Making forecasts with a paucity of reliable data is guaranteed to provide murky insights at best.

The 2020-2021 flu season never got off the ground, largely due to people physically distancing from each other and wearing face coverings. These nonmedical countermeasures, designed to slow the spread of the coronavirus, were equally effective in keeping the flu in check.

Fast forward to this year, with more people out and many returning to in-person work and socializing, opportunities to spread the flu are abundant.

The fear is that with both the coronavirus and the flu virus circulating, a person who develops respiratory symptoms may be unable to distinguish between the two. Such a convolution of infections could create surges in demand on medical resources. Human nature is such that when presented with multiple options, caution urges us to select the worst-case scenario, which in this case would be COVID-19.

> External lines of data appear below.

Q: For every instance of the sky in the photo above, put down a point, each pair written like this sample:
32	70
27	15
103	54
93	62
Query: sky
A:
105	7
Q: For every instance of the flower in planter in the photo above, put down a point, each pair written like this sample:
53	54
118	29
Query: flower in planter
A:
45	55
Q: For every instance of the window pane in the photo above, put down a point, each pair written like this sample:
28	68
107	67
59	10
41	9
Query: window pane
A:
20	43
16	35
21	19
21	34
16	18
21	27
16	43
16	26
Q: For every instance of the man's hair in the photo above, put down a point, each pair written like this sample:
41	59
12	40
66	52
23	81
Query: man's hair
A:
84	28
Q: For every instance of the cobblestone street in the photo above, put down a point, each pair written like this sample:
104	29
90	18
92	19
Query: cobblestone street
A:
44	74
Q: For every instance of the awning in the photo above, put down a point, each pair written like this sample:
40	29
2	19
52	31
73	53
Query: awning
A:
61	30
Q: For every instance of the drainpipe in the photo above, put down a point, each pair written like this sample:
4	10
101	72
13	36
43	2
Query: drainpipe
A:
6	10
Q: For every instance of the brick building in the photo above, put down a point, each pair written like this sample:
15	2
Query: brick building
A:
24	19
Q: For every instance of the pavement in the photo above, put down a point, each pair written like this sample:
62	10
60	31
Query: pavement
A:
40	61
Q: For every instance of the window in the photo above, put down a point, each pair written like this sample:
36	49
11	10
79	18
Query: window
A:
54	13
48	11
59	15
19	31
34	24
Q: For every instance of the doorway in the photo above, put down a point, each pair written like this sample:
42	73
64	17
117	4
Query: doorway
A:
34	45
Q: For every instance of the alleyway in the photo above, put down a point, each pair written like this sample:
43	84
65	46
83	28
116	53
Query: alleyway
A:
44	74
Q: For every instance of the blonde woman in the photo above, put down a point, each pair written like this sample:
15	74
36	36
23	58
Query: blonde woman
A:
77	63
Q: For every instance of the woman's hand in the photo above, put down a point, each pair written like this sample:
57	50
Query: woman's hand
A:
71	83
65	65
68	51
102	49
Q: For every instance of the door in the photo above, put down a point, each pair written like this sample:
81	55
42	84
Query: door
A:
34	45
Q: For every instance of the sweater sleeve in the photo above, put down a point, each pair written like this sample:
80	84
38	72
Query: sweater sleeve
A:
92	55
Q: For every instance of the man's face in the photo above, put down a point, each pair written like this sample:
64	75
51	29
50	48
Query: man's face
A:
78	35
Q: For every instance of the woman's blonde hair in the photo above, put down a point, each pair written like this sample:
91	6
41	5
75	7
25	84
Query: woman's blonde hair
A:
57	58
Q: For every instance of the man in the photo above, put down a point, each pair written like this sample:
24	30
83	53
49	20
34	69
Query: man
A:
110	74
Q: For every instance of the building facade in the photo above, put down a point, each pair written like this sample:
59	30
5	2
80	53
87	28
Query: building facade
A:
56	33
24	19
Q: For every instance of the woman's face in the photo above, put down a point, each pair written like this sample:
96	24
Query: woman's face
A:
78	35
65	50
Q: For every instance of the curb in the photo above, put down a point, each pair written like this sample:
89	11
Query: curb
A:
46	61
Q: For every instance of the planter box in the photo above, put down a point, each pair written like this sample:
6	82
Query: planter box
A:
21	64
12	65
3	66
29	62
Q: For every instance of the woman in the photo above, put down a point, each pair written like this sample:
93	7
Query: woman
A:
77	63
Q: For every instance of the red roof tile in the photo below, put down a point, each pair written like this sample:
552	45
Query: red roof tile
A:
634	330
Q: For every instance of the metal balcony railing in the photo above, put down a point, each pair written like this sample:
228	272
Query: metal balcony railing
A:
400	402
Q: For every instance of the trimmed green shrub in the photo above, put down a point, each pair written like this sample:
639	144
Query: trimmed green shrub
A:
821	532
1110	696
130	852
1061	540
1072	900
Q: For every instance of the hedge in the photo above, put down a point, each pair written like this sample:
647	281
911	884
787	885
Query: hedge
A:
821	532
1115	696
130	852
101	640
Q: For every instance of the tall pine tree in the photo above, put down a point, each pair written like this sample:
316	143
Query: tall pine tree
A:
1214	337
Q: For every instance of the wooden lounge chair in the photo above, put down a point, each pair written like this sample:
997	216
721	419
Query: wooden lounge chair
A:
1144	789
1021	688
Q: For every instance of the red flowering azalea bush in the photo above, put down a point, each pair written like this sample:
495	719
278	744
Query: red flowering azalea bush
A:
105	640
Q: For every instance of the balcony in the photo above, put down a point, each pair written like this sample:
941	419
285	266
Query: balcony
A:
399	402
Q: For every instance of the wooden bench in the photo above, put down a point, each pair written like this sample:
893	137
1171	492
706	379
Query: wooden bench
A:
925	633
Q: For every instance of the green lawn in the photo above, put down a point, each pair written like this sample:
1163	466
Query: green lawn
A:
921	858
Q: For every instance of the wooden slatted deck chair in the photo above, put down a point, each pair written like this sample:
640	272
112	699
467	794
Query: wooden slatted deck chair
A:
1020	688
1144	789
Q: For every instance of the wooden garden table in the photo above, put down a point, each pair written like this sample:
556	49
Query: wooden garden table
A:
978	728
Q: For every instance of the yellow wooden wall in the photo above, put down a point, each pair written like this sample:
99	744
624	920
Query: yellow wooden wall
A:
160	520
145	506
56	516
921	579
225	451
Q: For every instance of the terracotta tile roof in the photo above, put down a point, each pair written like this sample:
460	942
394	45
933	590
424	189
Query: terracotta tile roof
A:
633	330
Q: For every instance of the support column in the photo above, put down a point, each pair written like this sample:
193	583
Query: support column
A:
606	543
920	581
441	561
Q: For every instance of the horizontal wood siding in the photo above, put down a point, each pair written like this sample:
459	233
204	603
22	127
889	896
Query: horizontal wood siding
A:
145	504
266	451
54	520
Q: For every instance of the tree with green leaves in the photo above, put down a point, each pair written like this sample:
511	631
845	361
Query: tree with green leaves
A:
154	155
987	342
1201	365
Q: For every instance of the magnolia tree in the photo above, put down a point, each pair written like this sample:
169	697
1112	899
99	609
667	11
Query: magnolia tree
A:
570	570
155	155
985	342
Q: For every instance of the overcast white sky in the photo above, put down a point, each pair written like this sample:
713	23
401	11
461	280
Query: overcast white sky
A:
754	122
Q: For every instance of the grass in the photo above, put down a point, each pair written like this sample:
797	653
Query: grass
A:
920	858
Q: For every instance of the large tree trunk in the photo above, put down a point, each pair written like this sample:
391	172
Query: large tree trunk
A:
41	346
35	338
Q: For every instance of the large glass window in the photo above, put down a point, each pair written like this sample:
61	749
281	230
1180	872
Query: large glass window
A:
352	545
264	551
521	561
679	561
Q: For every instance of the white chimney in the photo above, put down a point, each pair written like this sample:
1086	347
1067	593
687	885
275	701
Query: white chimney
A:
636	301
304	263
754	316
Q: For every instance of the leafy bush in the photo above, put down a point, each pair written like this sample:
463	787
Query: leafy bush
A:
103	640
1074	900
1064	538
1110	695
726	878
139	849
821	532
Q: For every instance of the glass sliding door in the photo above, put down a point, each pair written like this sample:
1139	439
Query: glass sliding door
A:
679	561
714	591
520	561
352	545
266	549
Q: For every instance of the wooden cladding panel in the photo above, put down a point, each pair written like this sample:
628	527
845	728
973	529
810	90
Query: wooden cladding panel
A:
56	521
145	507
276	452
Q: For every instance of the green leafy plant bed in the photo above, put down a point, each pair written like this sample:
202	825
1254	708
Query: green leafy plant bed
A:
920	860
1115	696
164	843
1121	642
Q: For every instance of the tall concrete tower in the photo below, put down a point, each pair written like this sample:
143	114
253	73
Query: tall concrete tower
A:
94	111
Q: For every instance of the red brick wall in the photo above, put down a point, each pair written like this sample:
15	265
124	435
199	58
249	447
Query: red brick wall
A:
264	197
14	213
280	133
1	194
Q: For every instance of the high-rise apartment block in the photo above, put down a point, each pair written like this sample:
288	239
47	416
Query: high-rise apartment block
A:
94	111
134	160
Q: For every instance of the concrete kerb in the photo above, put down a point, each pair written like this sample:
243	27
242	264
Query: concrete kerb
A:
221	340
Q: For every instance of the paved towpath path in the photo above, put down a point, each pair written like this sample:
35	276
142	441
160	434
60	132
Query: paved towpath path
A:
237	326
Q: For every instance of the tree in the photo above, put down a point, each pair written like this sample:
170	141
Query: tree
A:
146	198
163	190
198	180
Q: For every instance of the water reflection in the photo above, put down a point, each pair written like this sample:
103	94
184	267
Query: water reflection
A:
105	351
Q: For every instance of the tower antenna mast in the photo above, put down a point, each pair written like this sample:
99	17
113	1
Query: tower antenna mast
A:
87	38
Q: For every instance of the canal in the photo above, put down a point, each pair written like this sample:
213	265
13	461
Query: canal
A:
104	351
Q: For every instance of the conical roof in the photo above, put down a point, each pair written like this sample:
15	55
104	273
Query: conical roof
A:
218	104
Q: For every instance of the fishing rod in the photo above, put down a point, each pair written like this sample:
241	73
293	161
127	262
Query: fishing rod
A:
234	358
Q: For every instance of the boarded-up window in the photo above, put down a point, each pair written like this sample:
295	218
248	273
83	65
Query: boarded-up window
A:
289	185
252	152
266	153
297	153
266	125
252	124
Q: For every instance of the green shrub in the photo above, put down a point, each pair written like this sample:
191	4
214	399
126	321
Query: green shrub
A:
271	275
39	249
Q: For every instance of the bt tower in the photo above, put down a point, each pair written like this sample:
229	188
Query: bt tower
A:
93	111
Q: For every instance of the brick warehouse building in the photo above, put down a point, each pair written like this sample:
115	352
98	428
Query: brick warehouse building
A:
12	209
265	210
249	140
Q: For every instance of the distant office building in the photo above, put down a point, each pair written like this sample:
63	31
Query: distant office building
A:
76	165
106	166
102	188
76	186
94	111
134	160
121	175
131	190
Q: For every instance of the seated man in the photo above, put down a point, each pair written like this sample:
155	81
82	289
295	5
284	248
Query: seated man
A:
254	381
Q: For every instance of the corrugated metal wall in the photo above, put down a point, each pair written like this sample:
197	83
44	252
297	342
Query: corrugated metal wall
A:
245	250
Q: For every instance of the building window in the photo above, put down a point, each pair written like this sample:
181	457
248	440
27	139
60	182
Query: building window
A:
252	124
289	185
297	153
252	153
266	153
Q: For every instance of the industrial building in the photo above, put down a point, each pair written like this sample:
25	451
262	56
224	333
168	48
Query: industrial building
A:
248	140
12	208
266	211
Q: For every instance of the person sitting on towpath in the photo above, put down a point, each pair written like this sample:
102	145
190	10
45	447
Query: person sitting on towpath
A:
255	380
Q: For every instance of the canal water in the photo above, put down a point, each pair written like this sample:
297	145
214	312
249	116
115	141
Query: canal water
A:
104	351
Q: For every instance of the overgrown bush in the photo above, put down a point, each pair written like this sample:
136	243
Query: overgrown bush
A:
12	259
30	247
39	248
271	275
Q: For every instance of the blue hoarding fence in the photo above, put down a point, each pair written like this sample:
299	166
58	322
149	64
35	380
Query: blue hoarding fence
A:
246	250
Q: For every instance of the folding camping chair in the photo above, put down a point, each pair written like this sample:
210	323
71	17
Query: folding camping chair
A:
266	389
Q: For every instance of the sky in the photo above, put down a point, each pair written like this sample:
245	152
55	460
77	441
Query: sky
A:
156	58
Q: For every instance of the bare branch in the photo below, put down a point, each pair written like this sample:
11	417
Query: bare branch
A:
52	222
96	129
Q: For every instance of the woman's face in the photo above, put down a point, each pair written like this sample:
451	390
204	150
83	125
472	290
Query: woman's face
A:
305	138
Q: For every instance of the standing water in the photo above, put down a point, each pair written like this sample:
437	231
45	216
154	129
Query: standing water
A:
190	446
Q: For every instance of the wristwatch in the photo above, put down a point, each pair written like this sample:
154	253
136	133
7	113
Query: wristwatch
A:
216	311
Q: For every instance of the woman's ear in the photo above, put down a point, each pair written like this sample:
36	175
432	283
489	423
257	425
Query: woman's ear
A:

However, this assumes that all precautions to protect ourselves against COVID-19 will be abandoned, which is unlikely over the next six months.

Those most vulnerable to severe outcomes with seasonal flu are those over 65 years of age, the same group that is most vulnerable to COVID-19. This group has already been highly receptive to the COVID-19 vaccines, with over 94 percent having received at least one dose. This group will likely also get the flu vaccine with the high dose formulation, hence will have protection against both viruses.

Those under 5 years of age are also vulnerable to the seasonal flu. Given that they will be ineligible for COVID-19 vaccines, having them vaccinated with the flu vaccine should be a priority.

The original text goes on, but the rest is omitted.